確かに日本の難民認定率は先進国では最低水準とされており、2018年統計ではアメリカ30%、ドイツ26%に比べ日本は0.4%となっている。また現在日本の不法滞在者は約8万人と推定されているが、難民申請中は強制送還されないことから、その大多数者が複数回の難民申請を繰り返し、強制送還拒否者のうち310人が懲役3年以上の罪を犯して収監中であるとされている。出入国在留管理庁では、日本の難民認定率が低い理由として、難民申請理由が物的根拠を伴わない本人の言い分だけであることや、出身国への照会にも回答がないことを挙げている。
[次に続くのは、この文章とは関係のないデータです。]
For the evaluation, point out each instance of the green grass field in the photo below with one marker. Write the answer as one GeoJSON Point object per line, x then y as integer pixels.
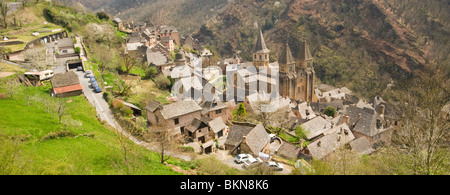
{"type": "Point", "coordinates": [100, 154]}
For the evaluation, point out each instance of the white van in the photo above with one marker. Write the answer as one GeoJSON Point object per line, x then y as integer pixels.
{"type": "Point", "coordinates": [43, 75]}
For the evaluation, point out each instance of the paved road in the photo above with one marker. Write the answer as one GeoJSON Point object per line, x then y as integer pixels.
{"type": "Point", "coordinates": [105, 114]}
{"type": "Point", "coordinates": [96, 99]}
{"type": "Point", "coordinates": [229, 160]}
政府の改正案や反対意見の双方に頷ける要素があるが、日本の労働力不足、なにより日本人が就労をためらう一次産業や単純労働の労働力解消としての外国人労働者の必要性を考えれば、前向きな受入れと厳正な入国・在留管理は車の両輪と考えてバランスを図る必要があるように考えるものの、自分の乏しい脳みそでは入管法改正の賛否何れが是か決めかねる問題である。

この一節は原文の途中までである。